REPUBLIKA.CO.ID, WASHINGTON -- Amerika Serikat (AS) menjatuhkan sanksi baru terhadap Iran atas program senjata nuklirnya pada Senin (21/9). AS menyatakan bahwa sanksi PBB terhadap Teheran yang diatur dalam kesepakatan nuklir 2015 telah dipulihkan. Hal itu cukup kontroversial karena hampir semua anggota Dewan Keamanan PBB telah menolak penerapan langkah semacam itu.
Sanksi baru terhadap Iran diumumkan Menteri Luar Negeri AS Mike Pompeo di gedung Departemen Luar Negeri AS. Menteri Keuangan Stephen Mnuchin, Menteri Pertahanan Mark Esper, Menteri Perdagangan Wilbur Ross, Duta Besar AS untuk PBB Kelly Craft dan penasihat keamanan nasional Robert O'Brien turut mendampingi Pompeo.
Pada kesempatan itu, Pompeo mengklaim bahwa AS tidak bertindak sendiri, tapi atas nama seluruh dunia yang menolak menghadapi ancaman Iran. "Negara yang terisolasi saat ini bukanlah AS melainkan Iran. Dengan tindakan ini kami telah memperjelas bahwa setiap negara anggota di PBB memiliki tanggung jawab untuk menegakkan sanksi ini," ujar Pompeo.
Terdapat 27 individu dan entitas, termasuk pejabat di Kementerian Pertahanan Iran, ilmuwan nuklir, Organisasi Energi Atom Iran yang bakal dijatuhi sanksi oleh AS. Washington akan membekukan aset apa pun yang mungkin dimiliki target di wilayah yurisdiksinya. Warga AS dilarang menjalin bisnis dengan pihak-pihak terkait. Perusahaan, individu dan pemerintahan asing yang melakukan bisnis dengan Teheran dapat turut dijerat sanksi AS.

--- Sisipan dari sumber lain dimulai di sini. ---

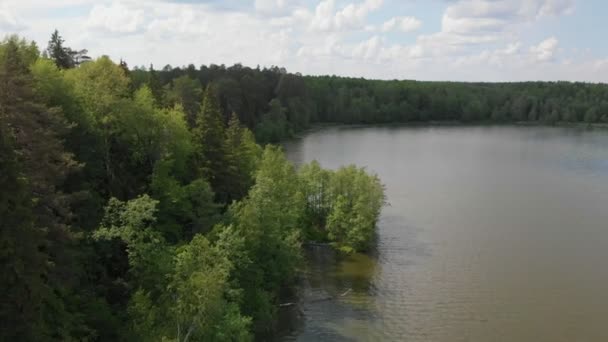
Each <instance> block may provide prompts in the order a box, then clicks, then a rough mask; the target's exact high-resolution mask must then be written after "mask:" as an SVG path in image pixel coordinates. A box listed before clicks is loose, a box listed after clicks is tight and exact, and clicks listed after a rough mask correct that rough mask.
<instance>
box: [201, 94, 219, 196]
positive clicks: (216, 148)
mask: <svg viewBox="0 0 608 342" xmlns="http://www.w3.org/2000/svg"><path fill="white" fill-rule="evenodd" d="M193 136H194V142H193V146H195V153H194V154H195V155H194V158H195V163H196V167H197V168H198V169H199V172H200V174H201V175H202V176H203V177H204V178H205V179H207V180H208V181H209V183H210V184H211V187H212V188H213V190H214V192H215V193H216V194H217V195H218V196H220V197H222V196H224V194H225V190H226V189H225V185H226V183H225V179H224V178H225V177H224V174H225V167H226V159H225V158H226V157H225V155H226V154H225V151H224V149H225V145H224V123H223V120H222V112H221V109H220V106H219V103H218V99H217V96H216V94H215V92H214V90H213V88H212V87H211V86H208V87H207V89H206V90H205V96H204V98H203V104H202V106H201V110H200V113H199V114H198V116H197V117H196V121H195V127H194V129H193Z"/></svg>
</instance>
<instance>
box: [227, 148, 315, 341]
mask: <svg viewBox="0 0 608 342" xmlns="http://www.w3.org/2000/svg"><path fill="white" fill-rule="evenodd" d="M255 180H256V181H255V185H254V186H253V187H252V188H251V190H250V191H249V195H248V197H246V198H245V199H243V200H242V201H241V202H238V203H235V204H234V205H233V206H232V207H231V208H230V216H231V220H232V225H231V226H230V228H229V229H227V230H225V231H223V232H222V233H220V241H219V242H218V244H219V245H221V246H225V249H227V250H229V251H230V252H229V255H230V257H231V261H232V263H233V265H234V271H233V273H232V275H233V277H234V278H235V281H236V283H237V284H238V286H239V287H240V288H242V289H243V296H242V305H241V308H242V310H243V313H245V314H246V315H248V316H251V317H252V318H253V321H254V324H255V325H254V331H255V332H256V333H258V334H264V333H268V332H270V331H272V329H273V322H274V320H273V319H274V317H275V314H276V307H277V303H276V300H277V297H276V296H277V294H278V291H279V289H280V288H281V287H282V286H283V285H286V284H289V283H290V282H291V281H293V278H294V276H295V270H296V268H297V266H298V264H299V262H300V258H301V255H300V227H301V226H300V223H301V222H302V219H303V214H304V212H303V209H304V198H303V196H302V193H301V191H300V189H299V184H298V182H297V176H296V172H295V169H294V167H293V165H291V163H289V162H288V161H287V160H286V159H285V156H284V154H283V153H282V151H281V150H280V149H279V148H276V147H267V148H266V149H265V150H264V153H263V155H262V159H261V160H260V165H259V169H258V171H257V173H256V178H255Z"/></svg>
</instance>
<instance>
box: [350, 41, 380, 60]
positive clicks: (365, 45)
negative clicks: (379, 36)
mask: <svg viewBox="0 0 608 342" xmlns="http://www.w3.org/2000/svg"><path fill="white" fill-rule="evenodd" d="M381 44H382V41H381V39H380V37H378V36H373V37H371V38H369V39H368V40H365V41H363V42H361V43H359V44H357V45H356V46H355V47H354V49H353V51H352V56H353V57H355V58H362V59H364V60H370V59H375V58H376V57H377V56H378V52H379V51H380V48H381Z"/></svg>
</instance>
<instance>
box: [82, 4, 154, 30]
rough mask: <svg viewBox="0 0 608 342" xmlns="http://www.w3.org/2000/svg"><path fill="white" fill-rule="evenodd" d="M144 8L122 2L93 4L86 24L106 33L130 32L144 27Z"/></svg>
mask: <svg viewBox="0 0 608 342" xmlns="http://www.w3.org/2000/svg"><path fill="white" fill-rule="evenodd" d="M144 23H145V17H144V10H143V9H141V8H137V7H131V6H128V5H126V4H125V3H124V2H119V1H116V2H113V3H112V4H111V5H109V6H106V5H95V6H94V7H93V9H91V12H90V13H89V18H88V21H87V24H86V26H87V27H88V28H90V29H94V30H99V31H102V32H106V33H115V34H132V33H136V32H141V31H142V30H143V28H144Z"/></svg>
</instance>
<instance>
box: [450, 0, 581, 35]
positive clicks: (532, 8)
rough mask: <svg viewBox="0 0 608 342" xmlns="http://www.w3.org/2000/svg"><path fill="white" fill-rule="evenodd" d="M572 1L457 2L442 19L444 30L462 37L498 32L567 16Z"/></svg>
mask: <svg viewBox="0 0 608 342" xmlns="http://www.w3.org/2000/svg"><path fill="white" fill-rule="evenodd" d="M573 6H574V3H573V0H458V1H455V2H454V3H453V4H451V5H449V6H448V8H447V9H446V10H445V13H444V15H443V18H442V30H443V31H444V32H453V33H459V34H475V33H478V32H488V31H493V32H499V31H504V30H506V29H508V28H509V27H511V26H516V25H520V24H521V23H526V22H531V21H534V20H537V19H539V18H542V17H544V16H556V15H563V14H568V13H571V12H572V11H573V8H574V7H573Z"/></svg>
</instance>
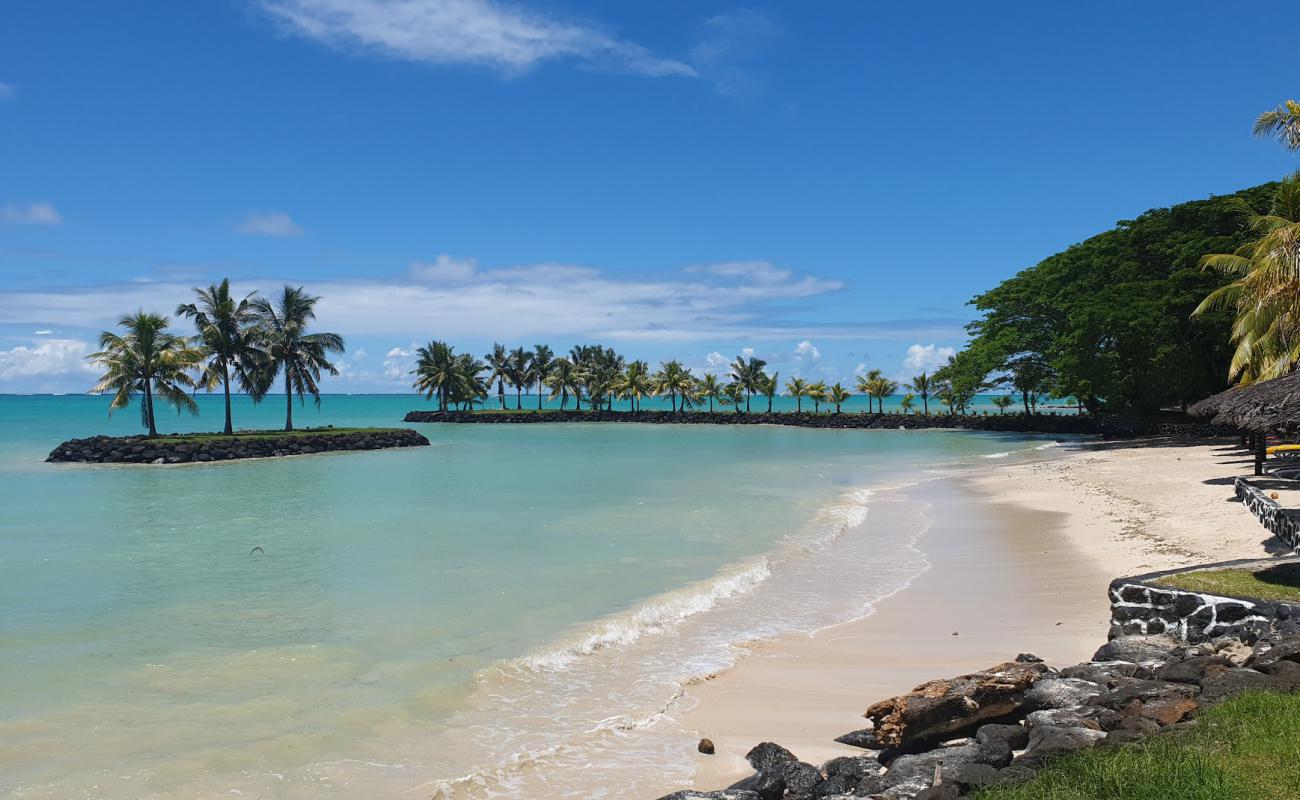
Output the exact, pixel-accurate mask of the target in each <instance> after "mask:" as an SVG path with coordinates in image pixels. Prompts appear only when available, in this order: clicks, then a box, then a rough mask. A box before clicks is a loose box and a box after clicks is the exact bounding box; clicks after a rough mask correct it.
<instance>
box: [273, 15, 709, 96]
mask: <svg viewBox="0 0 1300 800" xmlns="http://www.w3.org/2000/svg"><path fill="white" fill-rule="evenodd" d="M261 8H263V9H264V10H265V12H266V13H268V14H269V16H270V17H272V18H274V20H276V21H277V22H278V23H279V26H281V27H282V29H283V30H285V31H287V33H290V34H292V35H298V36H303V38H305V39H311V40H313V42H318V43H321V44H326V46H329V47H334V48H338V49H343V51H360V52H363V53H370V55H377V56H382V57H387V59H396V60H400V61H416V62H424V64H435V65H471V66H484V68H489V69H495V70H500V72H503V73H506V74H521V73H525V72H528V70H530V69H533V68H536V66H539V65H542V64H546V62H550V61H576V62H578V64H582V65H586V66H590V68H597V69H606V70H611V72H621V73H633V74H640V75H650V77H666V75H680V77H694V75H695V70H694V68H693V66H690V65H689V64H685V62H684V61H679V60H675V59H666V57H660V56H656V55H654V53H653V52H650V51H649V49H646V48H645V47H641V46H640V44H636V43H633V42H627V40H623V39H619V38H616V36H614V35H611V34H608V33H606V31H603V30H601V29H599V27H597V26H594V25H591V23H588V22H578V21H567V20H560V18H558V17H554V16H547V14H543V13H538V12H532V10H525V9H521V8H517V7H515V5H507V4H504V3H497V1H494V0H261Z"/></svg>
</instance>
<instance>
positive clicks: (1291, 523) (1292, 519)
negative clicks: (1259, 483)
mask: <svg viewBox="0 0 1300 800" xmlns="http://www.w3.org/2000/svg"><path fill="white" fill-rule="evenodd" d="M1234 485H1235V488H1236V498H1238V500H1240V501H1242V505H1244V506H1245V507H1247V509H1248V510H1249V511H1251V514H1255V516H1256V518H1257V519H1258V520H1260V522H1261V523H1264V527H1265V528H1266V529H1268V531H1269V533H1273V535H1274V536H1277V537H1278V539H1279V540H1282V541H1283V542H1286V545H1287V546H1288V548H1291V549H1292V550H1296V549H1300V510H1296V509H1283V507H1282V503H1279V502H1278V501H1275V500H1273V498H1271V497H1269V496H1268V494H1265V493H1264V490H1262V489H1260V488H1258V487H1256V485H1255V484H1252V483H1251V481H1249V480H1247V479H1244V477H1238V479H1236V481H1235V484H1234Z"/></svg>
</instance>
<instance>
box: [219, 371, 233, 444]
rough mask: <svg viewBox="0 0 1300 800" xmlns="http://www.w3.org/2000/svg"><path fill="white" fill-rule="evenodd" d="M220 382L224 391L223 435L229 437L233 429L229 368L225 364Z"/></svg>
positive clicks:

Tak hanya itu, AS menyatakan embargo senjata terhadap Iran diberlakukan kembali tanpa batas waktu. Hal itu akan diterapkan hingga Iran mengubah perilakunya, dalam konteks ini yakni menghentikan pengembangan senjata dan rudal balistik berkemampuan nuklir. Pompeo menyebut Presiden AS Donald Trump telah menerbitkan perintah eksekutif yang merupakan alat baru dan kuat untuk menegakkan embargo senjata PBB.

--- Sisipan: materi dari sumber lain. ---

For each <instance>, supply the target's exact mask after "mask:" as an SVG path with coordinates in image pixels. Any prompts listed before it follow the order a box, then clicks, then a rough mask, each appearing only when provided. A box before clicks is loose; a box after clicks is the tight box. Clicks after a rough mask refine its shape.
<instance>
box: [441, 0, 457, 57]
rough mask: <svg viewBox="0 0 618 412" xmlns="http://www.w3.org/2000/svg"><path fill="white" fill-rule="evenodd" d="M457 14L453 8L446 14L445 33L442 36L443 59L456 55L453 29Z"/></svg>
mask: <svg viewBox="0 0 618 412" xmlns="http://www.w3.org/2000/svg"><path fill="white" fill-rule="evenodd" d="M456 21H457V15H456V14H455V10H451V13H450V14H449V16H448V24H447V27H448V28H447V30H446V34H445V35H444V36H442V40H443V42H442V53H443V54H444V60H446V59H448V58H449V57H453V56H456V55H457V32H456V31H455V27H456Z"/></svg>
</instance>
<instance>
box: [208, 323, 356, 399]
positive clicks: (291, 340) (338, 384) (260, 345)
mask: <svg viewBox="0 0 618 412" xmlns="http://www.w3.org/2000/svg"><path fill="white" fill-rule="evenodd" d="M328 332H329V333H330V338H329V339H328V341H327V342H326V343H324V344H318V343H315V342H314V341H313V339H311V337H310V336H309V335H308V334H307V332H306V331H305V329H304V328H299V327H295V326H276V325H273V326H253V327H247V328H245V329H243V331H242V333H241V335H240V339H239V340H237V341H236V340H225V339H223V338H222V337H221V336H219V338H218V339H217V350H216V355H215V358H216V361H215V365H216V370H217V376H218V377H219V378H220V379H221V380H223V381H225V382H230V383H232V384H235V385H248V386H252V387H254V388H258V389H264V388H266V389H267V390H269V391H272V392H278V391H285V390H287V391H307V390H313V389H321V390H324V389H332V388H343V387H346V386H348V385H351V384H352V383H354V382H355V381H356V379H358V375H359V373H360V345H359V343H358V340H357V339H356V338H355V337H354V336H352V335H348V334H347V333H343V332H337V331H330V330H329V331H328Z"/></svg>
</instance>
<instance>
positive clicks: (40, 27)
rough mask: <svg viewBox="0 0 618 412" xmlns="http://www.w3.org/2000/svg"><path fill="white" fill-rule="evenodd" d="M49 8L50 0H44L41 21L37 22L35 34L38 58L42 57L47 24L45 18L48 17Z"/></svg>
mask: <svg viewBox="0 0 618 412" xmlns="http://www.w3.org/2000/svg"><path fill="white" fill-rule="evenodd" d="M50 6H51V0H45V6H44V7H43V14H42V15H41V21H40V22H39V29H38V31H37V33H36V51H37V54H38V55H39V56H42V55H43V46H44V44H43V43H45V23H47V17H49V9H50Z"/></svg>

AS mengklaim perintah eksekutif Trump datang dengan otoritas PBB. Hal itu karena AS adalah penandatangan asli kesepakatan nuklir 2015 atau atau Joint Comprehensive Plan of Action (JCPOA). Pompeo mengatakan Inggris, Prancis, dan Jerman, termasuk Uni Eropa, tidak hanya akan diminta mematuhi sanksi, tapi juga menegakannya.

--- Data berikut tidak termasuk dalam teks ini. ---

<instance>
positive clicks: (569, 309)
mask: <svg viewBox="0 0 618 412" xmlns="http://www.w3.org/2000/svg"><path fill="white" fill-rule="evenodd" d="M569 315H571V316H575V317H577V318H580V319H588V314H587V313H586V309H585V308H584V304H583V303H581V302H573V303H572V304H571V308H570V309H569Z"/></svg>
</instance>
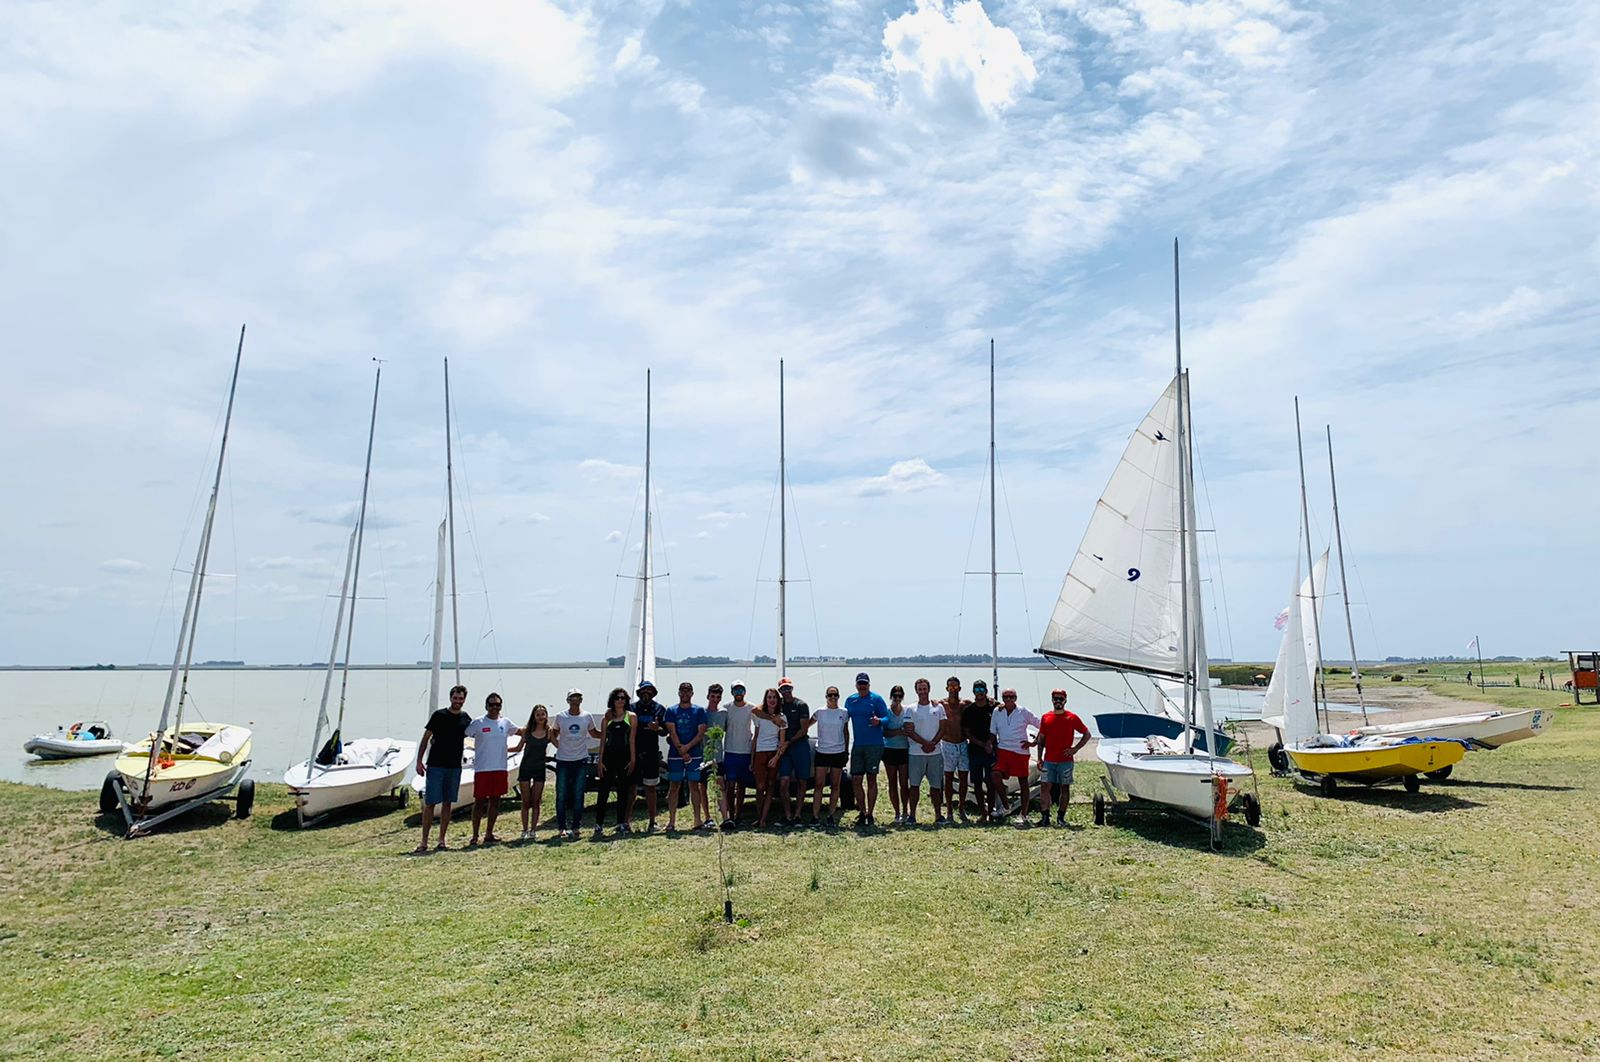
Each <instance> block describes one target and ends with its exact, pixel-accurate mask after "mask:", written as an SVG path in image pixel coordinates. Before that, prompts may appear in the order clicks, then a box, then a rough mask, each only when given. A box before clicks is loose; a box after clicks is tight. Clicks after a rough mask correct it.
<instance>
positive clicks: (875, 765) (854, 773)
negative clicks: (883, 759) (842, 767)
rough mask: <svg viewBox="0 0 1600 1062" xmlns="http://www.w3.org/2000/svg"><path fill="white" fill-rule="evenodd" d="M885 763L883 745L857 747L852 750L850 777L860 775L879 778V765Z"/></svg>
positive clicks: (855, 747) (862, 745) (862, 746)
mask: <svg viewBox="0 0 1600 1062" xmlns="http://www.w3.org/2000/svg"><path fill="white" fill-rule="evenodd" d="M882 761H883V745H856V747H854V749H851V750H850V776H851V777H856V776H858V774H869V776H877V773H878V765H880V763H882Z"/></svg>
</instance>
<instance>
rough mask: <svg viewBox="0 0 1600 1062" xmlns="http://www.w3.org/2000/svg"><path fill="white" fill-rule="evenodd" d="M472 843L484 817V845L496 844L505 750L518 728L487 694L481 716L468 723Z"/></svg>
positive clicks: (507, 776) (505, 761) (506, 747)
mask: <svg viewBox="0 0 1600 1062" xmlns="http://www.w3.org/2000/svg"><path fill="white" fill-rule="evenodd" d="M470 733H472V840H470V841H467V848H474V846H475V844H477V843H478V822H480V820H482V819H483V817H485V816H488V828H486V830H485V832H483V843H485V844H498V843H499V838H498V836H494V820H496V819H499V800H501V796H504V795H506V792H507V790H509V789H510V779H509V776H507V763H509V757H507V755H506V749H507V745H509V742H510V739H512V737H515V736H517V734H520V733H522V728H520V726H517V725H515V723H512V721H510V720H507V718H502V717H501V696H499V694H498V693H491V694H490V696H488V699H486V701H485V702H483V717H482V718H475V720H472V728H470Z"/></svg>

Namun PBB telah menegaskan bahwa keputusan tersebut tidak tergantung pada Washington. Prancis, Jerman dan Inggris telah mengatakan dalam pernyataan bersama bahwa langkah AS itu tidak dapat memiliki efek hukum. AS diketahui telah hengkang dari JCPOA pada Mei 2018.
PBB dijadwalkan mencabut embargo penjualan senjata konvensional ke Iran pada pertengahan Oktober mendatang. Namun AS mengklaim tindakan terbarunya memastikan embargo tidak dapat dicabut. Duta Besar AS untuk PBB Kelly Craft mengatakan negaranya tidak akan mundur dalam menghadapi oposisi global.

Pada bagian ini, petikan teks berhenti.